The Panel for Education Policy signed off on shuttering a Bronx high school Wednesday night, the fourth district school closure under an administration that has called such measures a last resort.
But unlike the de Blasio’s administration’s first three closures, which were approved with little pushback in February, some activists and educators criticized the administration for closing the Bronx Foreign Language Academy of Global Studies instead of continuing efforts to reinvigorate it.
“If they wanted to revitalize the school they could do that,” said Jane Maisel, a member of the advocacy group Change the Stakes, before the vote. “We think it’s a very bad precedent.”
The closure highlights a tension in Mayor Bill de Blasio’s approach to New York City’s struggling schools, which has centered around a $400 million “Renewal” program designed to inject more resources into struggling schools in an attempt to improve them, rather than moving immediately to close them. FLAGS is a part of that program.
“Parents and kids were like, ‘Didn’t we have an understanding that this would be a community school?’” said Aixa Rodriguez, a FLAGS teacher. “We had the sword of Damocles over us the entire time.”
The education department has said FLAGS should close because it is unsustainable due to its low enrollment and because of its poor performance — the same rationale given for approving the closure of three schools in Bedford-Stuyvesant, Brooklyn, earlier this year. Two of those schools were also part of the Renewal program.
FLAGS only enrolled 99 students this year, a 74 percent decline over the past five years. As of last October, it was the fourth-lowest enrolled district high school in the city, and had the 12th-lowest graduation rate. Last year, just 19 of 44 students in 12th grade graduated.

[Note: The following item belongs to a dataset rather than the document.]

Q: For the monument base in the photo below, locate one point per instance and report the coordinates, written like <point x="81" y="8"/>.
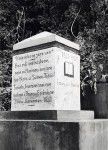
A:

Schools Chancellor Carmen Fariña defended the city’s interest in closing the school, and said it was unconnected to the decision to allocate space in the FLAGS building for Academic Leadership Charter School, a co-location plan that the education panel also approved Wednesday night.
“First and foremost, no school is being closed, merged, consolidated, even truncated to fit another school in the building,” Fariña said. “In this particular case there were not enough students in that school, or people who were choosing that school, to make it work.”
The city teacher’s union, which sued to block closures under Bloomberg, has largely gone along with the de Blasio closures. United Federation of Teachers President Michael Mulgrew previously said the closures can be warranted if they are for logistical reasons like low enrollment, rather than a consequence for poor performance.
FLAGS Principal Leslie Chislett did not return a call seeking comment Wednesday or attend the panel vote.
Students currently enrolled at the school will have to find other placements unless they graduate in June. The education department said other Bronx schools will have no trouble absorbing FLAGS students, and that officials will offer “individualized enrollment support,” but advocates say students were not informed of the closure in time for the first round of the high school admissions cycle.
In addition, the panel voted Wednesday to approve three school mergers. The Upper School at P.S. 25 will be absorbed by Brooklyn’s P.S. 308, and M.S. 326 will be absorbed by M.S. 328, with which it already shares a building in Washington Heights. The third plan combines three schools that currently share a building, with the Collaborative Academy of Science, Technology & Language Arts Education and grades 6-8 of the Henry Street Secondary School for International Studies becoming part of University Neighborhood Middle School.
The panel also approved seven co-location arrangements, four of which involve charter schools.